Need peach tree help
Peach trees produce more fruit than they can handle. Some may fall off, but you generally end up with small fruit and encourages fruit production on alternate years. Thinning the fruit to one peach every 4" or 5" gives you larger fruit and encourages yearly fruit production. The only thing I can think of to keep both bugs and birds off the fruit is to cover the whole tree with a fine mesh cover. My peach tree was too tall last year. I ended having to share my peaches with wasps, bees, cardinals and squirrels. They got more fruit than I did. I pruned rather hard this winter. I'm sacrificing lots of fruit this year, but will have a much shorter tree. One that I hope will be short enough to cover or I may end up sharing again.
squirrles love to get them..
Pray we don't have any hail!
Ever since we moved to Texas I've had to develop a different outlook on edible gardening. Fruit trees are one area where I don't push the zone, but I still lose an entire year's crop to a late frost. That has happened for the last 5 years — 3 times. So I'm happy having some fruit even if I have to share. 8-)

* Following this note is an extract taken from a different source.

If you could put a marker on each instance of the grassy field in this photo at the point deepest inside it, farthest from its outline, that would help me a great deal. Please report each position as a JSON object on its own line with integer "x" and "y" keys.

Do you guys spray with anything at any particular time?
Definitely thin your peaches to one every 4-5 inches as mentioned before. Keeping moisture in the soil is important but you're practically a neighbor in Burleson so you have probably gotten lots of rain lately too. Last year our peaches were wiped out by that lovely hail storm in May along with our roof (the tornado was only a couple of miles from my house!) but so far this year they are looking good. Good luck!
Stacey
Do you mean for peach leaf curl or brown rot? I haven't had a problem with either diseases. Or are you asking if we spray to keep insects off the peaches? I haven't done it because bees were also visiting the peaches. Bees are dying in large numbers already and I didn't want to add to that kill.
I don't spray either. I don't seem to have any problems with insect damage and I try not to use chemicals unless I really need them because of the bees and beneficials.
Thanks all. I wasn't asking about spraying for anything specific--just wondered if that could be my missing link to good peaches that stay on the tree until they're ripe.